Pot Group NORML Touts Study Showing MMJ Laws Have No Effect on General Marijuana Use

It’s been a good couple months for medical marijuana – at least when it comes to independent studies about the effects of cannabis laws on society.

Last fall, there was the controversial study showing that crime increased in Los Angeles neighborhoods where pot shops were forced to close, signalling that cannabis dispensaries might actually help lower rates of assaults and break-ins. (Never mind that the authors of the study – Rand Corp. – later removed it from their website for “further review” under mounting pressure from marijuana opponents).
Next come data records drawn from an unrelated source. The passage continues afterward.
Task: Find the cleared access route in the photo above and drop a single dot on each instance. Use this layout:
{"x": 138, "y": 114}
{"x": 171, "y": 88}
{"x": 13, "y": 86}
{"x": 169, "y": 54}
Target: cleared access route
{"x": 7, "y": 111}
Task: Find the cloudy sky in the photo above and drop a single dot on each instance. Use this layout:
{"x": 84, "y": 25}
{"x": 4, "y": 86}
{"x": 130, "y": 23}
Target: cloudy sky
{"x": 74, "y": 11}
Then came a report in early winter by two university economics professors claiming that medical marijuana laws could possibly help reduce traffic fatalities, highlighting data from states with cannabis regulations. In January of this year, the same professors released another report that found a 5% decrease in suicide rates in states with medical marijuana laws.
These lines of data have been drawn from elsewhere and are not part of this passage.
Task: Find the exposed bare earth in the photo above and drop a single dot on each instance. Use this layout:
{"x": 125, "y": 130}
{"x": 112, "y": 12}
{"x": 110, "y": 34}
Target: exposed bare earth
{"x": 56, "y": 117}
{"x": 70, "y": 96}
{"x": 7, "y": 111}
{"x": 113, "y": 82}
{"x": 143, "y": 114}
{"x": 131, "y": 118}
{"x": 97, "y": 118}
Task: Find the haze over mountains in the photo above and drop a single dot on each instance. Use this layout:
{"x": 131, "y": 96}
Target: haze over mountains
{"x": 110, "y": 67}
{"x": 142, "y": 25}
Now, we have yet another positive study for medical cannabis. The pro-pot group NORML is touting new data published on the Annals of Epidemiology website claiming that the limited use of medical pot by registered patients in states with MMJ laws “has little to no causal effect on broader marijuana use.

The study, spearheaded by researchers at McGill University in Montreal, incorporates U.S. estimates on pot use from 2002 through 2009 in various states and then employs simulations and regression models to determine the impact of medical marijuana laws.

The report also found that marijuana use by teens and youth might actually decrease once a state enacts medical pot laws.

Regardless of whether or not there’s a decrease among that high-risk group, the estimates “suggest little detectable effects of passing medical marijuana laws on marijuana use or perceived riskiness of use among adolescents or adults,” according to the text of the study.

NORML says the results fly in the face of the government’s dire warnings about medical cannabis.

“The findings are in direct conflict with public statements made by Drug Czar Gil Kerlikowske, who in recent years has frequently alleged that the passage of medical cannabis laws is directly responsible for higher levels of self-reported marijuana consumption among U.S. teenagers,” Paul Armentano, NORML’s deputy director, wrote in a weekly media advisory.

The recent spate of reports on medical marijuana are all controversial. Individuals against cannabis will no doubt find ways to poke holes in them, just as pot advocates criticize studies that shed a negative light on medical cannabis and marijuana in general. The good news for the MMJ industry is that all of the new studies were conducted by independent researchers, most of them tied to universities. This helps lend credibility to the results. At the same time, there’s been a noticeable absence of studies over the past year concluding that medical marijuana laws are harmful.

Put it all together, and it’s one of the few victories for the medical pot industry in recent times.